Official PyTorch implementation of RobustNet (CVPR 2021 Oral)

Overview

RobustNet (CVPR 2021 Oral): Official Project Webpage

Codes and pretrained models will be released soon.

This repository provides the official PyTorch implementation of the following paper:

RobustNet: Improving Domain Generalization in Urban-Scene Segmentationvia Instance Selective Whitening
Sungha Choi* (LG AI Research), Sanghun Jung* (KAIST AI), Huiwon Yun (Sogang Univ.)
Joanne T. Kim (Korea Univ.), Seungryong Kim (Korea Univ.), Jaegul Choo (KAIST AI) (*: equal contribution)
CVPR 2021, Accepted as Oral Presentation

Paper : arxiv

Abstract: Enhancing the generalization performance of deep neural networks in the real world (i.e., unseen domains) is crucial for safety-critical applications such as autonomous driving. To address this issue, this paper proposes a novel instance selective whitening loss to improve the robustness of the segmentation networks for unseen domains. Our approach disentangles the domain-specific style and domain-invariant content encoded in higher-order statistics (i.e., feature covariance) of the feature representations and selectively removes only the style information causing domain shift. As shown in the below figure, our method provides reasonable predictions for (a) low-illuminated, (b) rainy, and (c) unexpected new scene images. These types of images are not included in the training dataset that the baseline shows a significant performance drop, contrary to ours. Being simple but effective, our approach improves the robustness of various backbone networks without additional computational cost. We conduct extensive experiments in urban-scene segmentation and show the superiority of our approach over existing work.

Code Contributors

Sungha Choi (LG AI Research), Sanghun Jung (KAIST AI)

Pytorch Implementation

Installation

Comming soon.

Acknowledgments

Our pytorch implementation is heavily derived from NVIDIA segmentation and HANet. Thanks to the NVIDIA implementations.

Comments
  • Question about the results and a bug

    Question about the results and a bug

    Hi, Thanks for your great work!

    I have run the code for MobileNet, however, I get largely lower results than your reported results.

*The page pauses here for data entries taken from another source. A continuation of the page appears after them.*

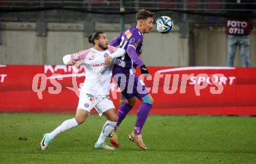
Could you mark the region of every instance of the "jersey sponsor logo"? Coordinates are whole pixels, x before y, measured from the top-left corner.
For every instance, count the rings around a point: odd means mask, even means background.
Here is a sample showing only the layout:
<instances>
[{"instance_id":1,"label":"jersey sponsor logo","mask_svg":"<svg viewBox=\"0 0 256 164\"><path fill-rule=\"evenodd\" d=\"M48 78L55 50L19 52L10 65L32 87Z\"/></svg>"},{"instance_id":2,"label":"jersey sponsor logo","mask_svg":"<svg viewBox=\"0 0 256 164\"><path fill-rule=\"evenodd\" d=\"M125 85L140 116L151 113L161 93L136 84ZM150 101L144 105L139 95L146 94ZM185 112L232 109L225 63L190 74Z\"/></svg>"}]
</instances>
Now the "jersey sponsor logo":
<instances>
[{"instance_id":1,"label":"jersey sponsor logo","mask_svg":"<svg viewBox=\"0 0 256 164\"><path fill-rule=\"evenodd\" d=\"M108 53L104 53L104 57L107 57L108 56Z\"/></svg>"},{"instance_id":2,"label":"jersey sponsor logo","mask_svg":"<svg viewBox=\"0 0 256 164\"><path fill-rule=\"evenodd\" d=\"M89 67L101 67L103 65L105 65L106 64L105 64L105 63L97 63L97 64L88 64L88 66Z\"/></svg>"},{"instance_id":3,"label":"jersey sponsor logo","mask_svg":"<svg viewBox=\"0 0 256 164\"><path fill-rule=\"evenodd\" d=\"M89 57L89 60L94 60L94 59L95 59L95 56L94 54Z\"/></svg>"},{"instance_id":4,"label":"jersey sponsor logo","mask_svg":"<svg viewBox=\"0 0 256 164\"><path fill-rule=\"evenodd\" d=\"M125 65L126 65L126 62L125 62L122 60L120 60L119 59L116 58L116 60L115 60L115 61L114 61L114 64L117 64L119 66L121 66L123 68L125 68Z\"/></svg>"},{"instance_id":5,"label":"jersey sponsor logo","mask_svg":"<svg viewBox=\"0 0 256 164\"><path fill-rule=\"evenodd\" d=\"M133 35L133 34L130 31L130 30L126 30L125 32L125 35L126 35L126 37L129 39L131 35Z\"/></svg>"},{"instance_id":6,"label":"jersey sponsor logo","mask_svg":"<svg viewBox=\"0 0 256 164\"><path fill-rule=\"evenodd\" d=\"M129 43L132 43L132 42L134 42L134 41L135 41L135 39L134 39L134 38L132 38L130 40Z\"/></svg>"},{"instance_id":7,"label":"jersey sponsor logo","mask_svg":"<svg viewBox=\"0 0 256 164\"><path fill-rule=\"evenodd\" d=\"M138 40L137 40L137 42L134 43L134 46L137 48L137 47L138 47L140 43L140 39L138 39Z\"/></svg>"}]
</instances>

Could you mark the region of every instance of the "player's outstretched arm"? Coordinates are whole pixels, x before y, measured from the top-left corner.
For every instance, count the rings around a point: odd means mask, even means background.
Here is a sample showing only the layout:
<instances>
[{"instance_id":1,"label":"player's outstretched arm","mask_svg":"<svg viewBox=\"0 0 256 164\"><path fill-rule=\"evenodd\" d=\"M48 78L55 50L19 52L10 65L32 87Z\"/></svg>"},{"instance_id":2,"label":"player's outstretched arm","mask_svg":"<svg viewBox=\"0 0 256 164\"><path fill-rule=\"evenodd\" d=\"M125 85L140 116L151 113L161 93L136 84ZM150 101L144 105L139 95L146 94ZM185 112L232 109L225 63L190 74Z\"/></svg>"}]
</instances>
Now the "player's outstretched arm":
<instances>
[{"instance_id":1,"label":"player's outstretched arm","mask_svg":"<svg viewBox=\"0 0 256 164\"><path fill-rule=\"evenodd\" d=\"M64 63L65 65L73 65L76 64L76 61L71 60L70 54L67 54L63 56L63 63Z\"/></svg>"},{"instance_id":2,"label":"player's outstretched arm","mask_svg":"<svg viewBox=\"0 0 256 164\"><path fill-rule=\"evenodd\" d=\"M133 60L133 62L140 67L141 74L143 74L145 76L147 76L149 74L148 70L145 65L145 64L137 54L134 46L133 45L128 45L126 52L131 60Z\"/></svg>"},{"instance_id":3,"label":"player's outstretched arm","mask_svg":"<svg viewBox=\"0 0 256 164\"><path fill-rule=\"evenodd\" d=\"M116 49L116 48L115 48ZM115 57L118 57L122 56L125 54L125 50L122 48L118 48L117 50L114 52L113 53L111 53L109 56L105 58L105 64L109 65L110 64L110 61Z\"/></svg>"},{"instance_id":4,"label":"player's outstretched arm","mask_svg":"<svg viewBox=\"0 0 256 164\"><path fill-rule=\"evenodd\" d=\"M114 47L116 47L120 44L121 41L122 32L119 34L116 37L115 37L109 43L109 45Z\"/></svg>"},{"instance_id":5,"label":"player's outstretched arm","mask_svg":"<svg viewBox=\"0 0 256 164\"><path fill-rule=\"evenodd\" d=\"M77 53L67 54L63 57L63 62L66 65L74 65L76 62L86 59L86 56L91 52L91 49L87 49Z\"/></svg>"}]
</instances>

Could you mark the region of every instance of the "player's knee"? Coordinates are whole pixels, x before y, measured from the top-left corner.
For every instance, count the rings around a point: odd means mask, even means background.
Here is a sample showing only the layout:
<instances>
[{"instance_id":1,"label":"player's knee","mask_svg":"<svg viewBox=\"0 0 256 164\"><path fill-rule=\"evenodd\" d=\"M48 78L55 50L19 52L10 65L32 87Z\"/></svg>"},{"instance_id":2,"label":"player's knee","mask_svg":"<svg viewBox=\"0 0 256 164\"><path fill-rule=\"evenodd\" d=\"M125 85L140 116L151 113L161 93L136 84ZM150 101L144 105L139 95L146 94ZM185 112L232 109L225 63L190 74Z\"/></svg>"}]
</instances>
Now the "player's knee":
<instances>
[{"instance_id":1,"label":"player's knee","mask_svg":"<svg viewBox=\"0 0 256 164\"><path fill-rule=\"evenodd\" d=\"M112 119L112 120L111 120L111 121L113 122L118 122L118 115L116 115L115 116L114 116L113 118L113 119Z\"/></svg>"},{"instance_id":2,"label":"player's knee","mask_svg":"<svg viewBox=\"0 0 256 164\"><path fill-rule=\"evenodd\" d=\"M154 103L154 99L151 96L148 96L148 95L145 96L144 97L143 103L146 103L152 105Z\"/></svg>"},{"instance_id":3,"label":"player's knee","mask_svg":"<svg viewBox=\"0 0 256 164\"><path fill-rule=\"evenodd\" d=\"M130 99L129 100L127 100L127 103L131 107L133 107L135 105L135 103L136 103L136 99L133 98Z\"/></svg>"},{"instance_id":4,"label":"player's knee","mask_svg":"<svg viewBox=\"0 0 256 164\"><path fill-rule=\"evenodd\" d=\"M154 104L154 99L153 99L153 98L150 99L150 104L151 105L153 105L153 104Z\"/></svg>"},{"instance_id":5,"label":"player's knee","mask_svg":"<svg viewBox=\"0 0 256 164\"><path fill-rule=\"evenodd\" d=\"M74 118L79 125L82 124L84 122L83 118L76 117Z\"/></svg>"}]
</instances>

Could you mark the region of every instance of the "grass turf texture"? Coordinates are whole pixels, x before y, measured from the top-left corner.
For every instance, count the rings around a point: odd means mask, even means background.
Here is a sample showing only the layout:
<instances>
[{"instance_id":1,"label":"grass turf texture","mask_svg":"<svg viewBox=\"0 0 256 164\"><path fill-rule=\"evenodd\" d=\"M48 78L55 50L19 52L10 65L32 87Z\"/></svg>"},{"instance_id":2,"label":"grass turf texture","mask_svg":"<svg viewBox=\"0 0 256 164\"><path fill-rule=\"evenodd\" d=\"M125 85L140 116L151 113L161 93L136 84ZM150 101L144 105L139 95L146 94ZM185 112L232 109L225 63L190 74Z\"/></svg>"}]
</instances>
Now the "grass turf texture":
<instances>
[{"instance_id":1,"label":"grass turf texture","mask_svg":"<svg viewBox=\"0 0 256 164\"><path fill-rule=\"evenodd\" d=\"M42 133L73 116L0 114L0 163L256 162L256 118L250 116L150 115L143 132L148 150L143 151L128 140L136 121L129 115L120 128L120 147L109 151L94 148L106 119L92 114L41 150Z\"/></svg>"}]
</instances>

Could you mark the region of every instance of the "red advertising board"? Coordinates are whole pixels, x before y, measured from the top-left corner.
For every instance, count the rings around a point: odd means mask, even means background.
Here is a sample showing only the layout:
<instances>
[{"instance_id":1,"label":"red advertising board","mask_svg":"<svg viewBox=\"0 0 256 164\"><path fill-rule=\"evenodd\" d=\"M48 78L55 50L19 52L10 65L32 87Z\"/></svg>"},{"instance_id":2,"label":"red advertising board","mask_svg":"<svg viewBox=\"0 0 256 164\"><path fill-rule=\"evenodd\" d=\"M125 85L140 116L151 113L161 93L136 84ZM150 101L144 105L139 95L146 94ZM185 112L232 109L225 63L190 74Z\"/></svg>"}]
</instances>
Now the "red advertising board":
<instances>
[{"instance_id":1,"label":"red advertising board","mask_svg":"<svg viewBox=\"0 0 256 164\"><path fill-rule=\"evenodd\" d=\"M256 115L256 68L149 67L149 71L143 81L154 100L151 114ZM74 112L84 71L83 66L0 65L0 111ZM114 82L110 96L118 108L120 89Z\"/></svg>"}]
</instances>

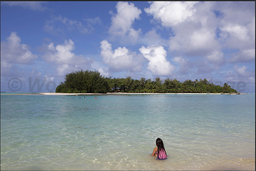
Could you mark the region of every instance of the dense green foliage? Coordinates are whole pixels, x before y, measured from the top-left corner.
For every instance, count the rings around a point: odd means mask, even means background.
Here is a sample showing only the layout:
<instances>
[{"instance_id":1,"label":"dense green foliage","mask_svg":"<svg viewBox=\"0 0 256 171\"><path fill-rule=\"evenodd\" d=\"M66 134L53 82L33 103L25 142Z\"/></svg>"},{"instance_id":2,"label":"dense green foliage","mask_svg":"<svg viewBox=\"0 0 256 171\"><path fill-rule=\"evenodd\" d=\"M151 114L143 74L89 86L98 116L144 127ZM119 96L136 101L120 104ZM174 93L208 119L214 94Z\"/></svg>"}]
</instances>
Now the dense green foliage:
<instances>
[{"instance_id":1,"label":"dense green foliage","mask_svg":"<svg viewBox=\"0 0 256 171\"><path fill-rule=\"evenodd\" d=\"M107 78L97 71L73 71L66 74L65 79L56 88L56 93L106 93L110 91Z\"/></svg>"},{"instance_id":2,"label":"dense green foliage","mask_svg":"<svg viewBox=\"0 0 256 171\"><path fill-rule=\"evenodd\" d=\"M193 81L186 80L181 83L176 79L155 80L104 78L98 71L87 70L72 72L66 74L65 81L56 88L56 93L101 93L108 92L140 93L237 93L227 84L223 87L210 83L206 79Z\"/></svg>"},{"instance_id":3,"label":"dense green foliage","mask_svg":"<svg viewBox=\"0 0 256 171\"><path fill-rule=\"evenodd\" d=\"M108 78L108 81L113 92L151 93L237 93L226 83L223 87L210 83L206 79L197 79L194 81L186 80L181 83L176 79L166 79L164 81L160 78L155 81L141 78L139 80L134 80L131 77L126 78Z\"/></svg>"}]
</instances>

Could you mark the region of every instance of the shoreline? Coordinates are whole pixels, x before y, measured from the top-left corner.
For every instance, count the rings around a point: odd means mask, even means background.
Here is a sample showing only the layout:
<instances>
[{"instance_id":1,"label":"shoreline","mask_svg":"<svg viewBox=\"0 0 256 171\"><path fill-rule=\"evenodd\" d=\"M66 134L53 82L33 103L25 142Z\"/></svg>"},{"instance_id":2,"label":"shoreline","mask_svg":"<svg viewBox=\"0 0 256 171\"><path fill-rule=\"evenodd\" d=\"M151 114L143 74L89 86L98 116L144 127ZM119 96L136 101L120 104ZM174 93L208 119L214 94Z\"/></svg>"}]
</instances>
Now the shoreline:
<instances>
[{"instance_id":1,"label":"shoreline","mask_svg":"<svg viewBox=\"0 0 256 171\"><path fill-rule=\"evenodd\" d=\"M18 93L18 92L15 92ZM185 94L185 95L247 95L247 93L240 93L239 94L231 94L231 93L28 93L26 94L25 93L24 94L15 94L14 93L13 94L1 94L1 95L178 95L178 94Z\"/></svg>"}]
</instances>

    I got the following results:

    MobileNet-Base, mIoU = 20.12%

    MobileNet-IBN, mIoU = 27.41%

    MobileNet-ISW, mIoU = 23.24%

    All results are tested on the last model and on the CityScapes.

    I also found an error when loading the dataset,

    https://github.com/shachoi/RobustNet/blob/55e385a6600482793cf64544217678196dbcd3b8/datasets/gtav.py#L438

    This line will causes ``TypeError: 'bool' object is not subscriptable'' for Pthon 3.

    And I change:

    mask_copy[(mask == np.array(k))[:,:,0] & (mask == np.array(k))[:,:,1] & (mask == np.array(k))[:,:,2]] = v

    to

    sel_mask = np.logical_and(mask[:, :, 0] == np.array(k)[0], mask[:, :, 1] == np.array(k)[1], mask[:, :, 2] == np.array(k)[2])
    mask_copy[sel_mask] = v
    

    for all the dataset loaders.

    I am not sure if this causes the low results. Could you help me to address this problem? Thanks!

    opened by Making24 14
  • about the directory structures

    about the directory structures

    Thank you for your outstanding work. You only give the file structure of Cityscapes, but you don't provide the file structure of gtav, Synthia, BDD, etc. can you provide them?

    opened by SvenSu 9
  • Low results for RobustNet with ResNet-101 backbone

    Low results for RobustNet with ResNet-101 backbone

    Hi, I tried the experiment with ResNet-101 for ISW by training on the GTAV (I changed the script based on the city_isw_r101.sh). However, I got results that are similar to ResNet-50. For example, the mIoU in Cityscape is 36%.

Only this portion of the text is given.